House GOP leaders initially rejected a deal on the housing tax credit, but they were under heavy pressure from agribusiness interests and Republican rank-and-file members to get the 199A provision into the fiscal 2018 omnibus, and it was one of the last issues to be settled.
A House source familiar with the deliberations said some GOP lawmakers threatened to oppose the omnibus if the 199A fix were omitted.
Reps. David Young, R-Iowa, and Rick Crawford, R-Ark., got more than 80 colleagues to sign a letter to Republican leaders in February urging them to fix the Section 199A provision. Young said Wednesday that the provision "was desperately needed as spring planting and commodity marketing season is quickly approaching."
In a message to House GOP members on Wednesday, House Majority Whip Steve Scalise, R-La., listed the 199A fix among the reasons Republicans should support the bill.

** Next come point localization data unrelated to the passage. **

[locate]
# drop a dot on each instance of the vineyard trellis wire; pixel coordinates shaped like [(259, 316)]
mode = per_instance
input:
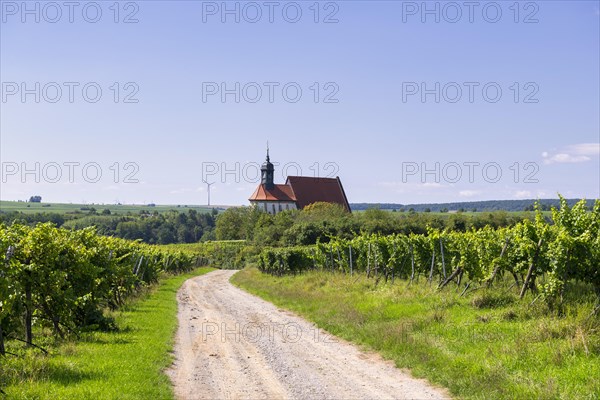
[(63, 278), (568, 249)]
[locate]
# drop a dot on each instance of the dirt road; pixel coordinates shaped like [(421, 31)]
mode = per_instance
[(233, 345)]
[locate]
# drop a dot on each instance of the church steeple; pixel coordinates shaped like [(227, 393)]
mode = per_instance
[(267, 172)]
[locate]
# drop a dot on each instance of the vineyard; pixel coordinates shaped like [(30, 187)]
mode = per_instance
[(62, 279), (560, 252)]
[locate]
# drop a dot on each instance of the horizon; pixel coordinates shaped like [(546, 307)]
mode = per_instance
[(149, 102)]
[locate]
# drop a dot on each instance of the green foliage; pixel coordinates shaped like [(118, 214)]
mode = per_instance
[(565, 251), (64, 278)]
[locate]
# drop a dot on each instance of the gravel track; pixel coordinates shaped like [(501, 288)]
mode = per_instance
[(233, 345)]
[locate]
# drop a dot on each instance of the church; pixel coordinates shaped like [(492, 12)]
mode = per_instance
[(297, 192)]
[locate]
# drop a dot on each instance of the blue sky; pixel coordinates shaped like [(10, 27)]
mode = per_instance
[(367, 122)]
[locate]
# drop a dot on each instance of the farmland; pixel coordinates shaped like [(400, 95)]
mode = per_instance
[(74, 209)]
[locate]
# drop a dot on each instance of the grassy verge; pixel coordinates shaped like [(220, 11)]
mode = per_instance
[(483, 345), (125, 364)]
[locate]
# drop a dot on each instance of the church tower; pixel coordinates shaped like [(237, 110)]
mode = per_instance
[(267, 172)]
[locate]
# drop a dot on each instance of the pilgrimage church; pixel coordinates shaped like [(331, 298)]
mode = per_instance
[(297, 192)]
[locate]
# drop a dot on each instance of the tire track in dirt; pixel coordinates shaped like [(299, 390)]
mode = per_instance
[(233, 345)]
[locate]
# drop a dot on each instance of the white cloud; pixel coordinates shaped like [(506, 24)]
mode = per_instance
[(575, 153)]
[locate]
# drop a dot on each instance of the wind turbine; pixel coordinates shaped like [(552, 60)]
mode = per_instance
[(208, 185)]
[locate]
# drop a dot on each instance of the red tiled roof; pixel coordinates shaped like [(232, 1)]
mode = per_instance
[(308, 190), (278, 193)]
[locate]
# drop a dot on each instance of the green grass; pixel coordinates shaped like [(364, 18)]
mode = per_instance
[(484, 345), (126, 364), (63, 208)]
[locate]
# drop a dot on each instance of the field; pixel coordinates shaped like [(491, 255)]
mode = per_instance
[(65, 208), (482, 345), (123, 364)]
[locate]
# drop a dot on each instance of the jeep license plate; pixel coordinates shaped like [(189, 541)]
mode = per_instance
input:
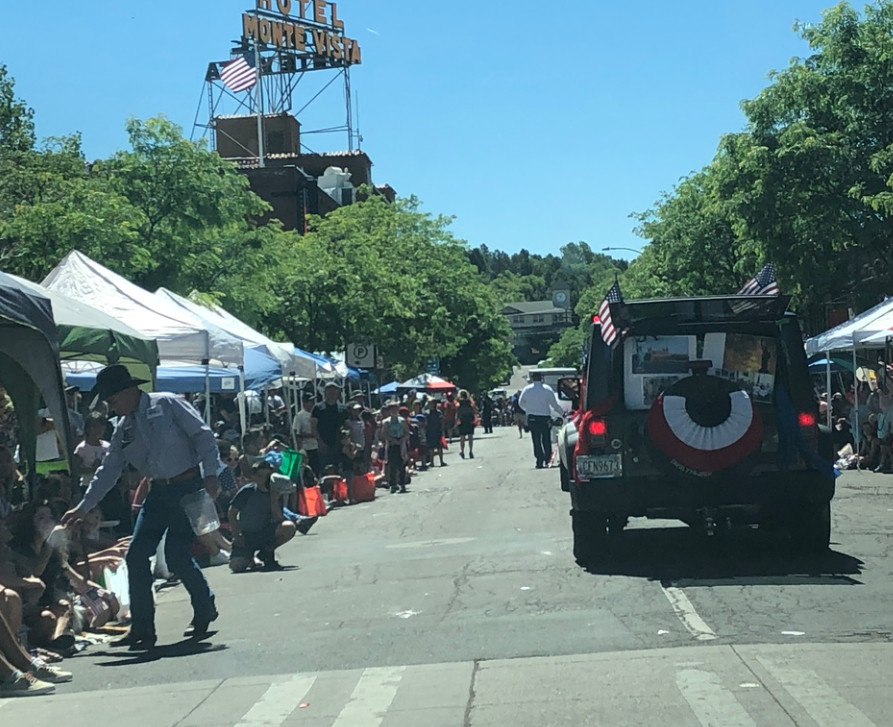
[(599, 467)]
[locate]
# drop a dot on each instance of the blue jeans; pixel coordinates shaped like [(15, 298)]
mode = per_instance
[(162, 512)]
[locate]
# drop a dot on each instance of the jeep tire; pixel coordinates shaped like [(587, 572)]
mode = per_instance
[(810, 527), (590, 536)]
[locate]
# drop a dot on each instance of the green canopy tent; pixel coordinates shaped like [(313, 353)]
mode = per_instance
[(88, 334), (29, 361)]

NCFC and NGFA praised lawmakers for getting the provision in the bill.
"By combining the individual-level business deductions that farmers can claim and the recreated DPAD pass-through from their co-ops, farmers selling to cooperatives have the opportunity to see more of a tax deduction than farmers selling to non-cooperatives," said NCFC President Chuck Conner.
"This action fits in line with Congress's long history of public policy in support of co-ops and shows an appreciation of the unique relationship that co-ops have to their farmer-owners. It is a recognition that for many farmers, their co-op isn’t simply some business that they buy from or sell to, it’s an integral part, an extension of their operations.
NGFA President and CEO Randy Gordon said, "The inclusion of these provisions in the omnibus bill is a huge step in the right direction to preserve competitive choices for producers when marketing their agricultural products."
Also included in the bill is a $139 million increase in agricultural research spending from fiscal 2017 to $3.03 billion for fiscal 2018.
The bill provides $2.1 billion for international food aid and for programs to promote U.S. agricultural exports, a $130 million increase from fiscal 2017. The FY18 total includes more than $1.7 billion for Food for Peace and $207 million for the McGovern-Dole International Food for Education and Child Nutrition program.
And for the first time in a decade the farm bill conservation programs were not reduced, according to the National Sustainable Agriculture Coalition.
The bill also contains a number of policy provisions, including one barring the Food and Drug Administration from issuing guidance or regulations to reduce sodium consumption until completion of a study on what should be the recommended intake. The bill also continues a ban on the slaughter of horses.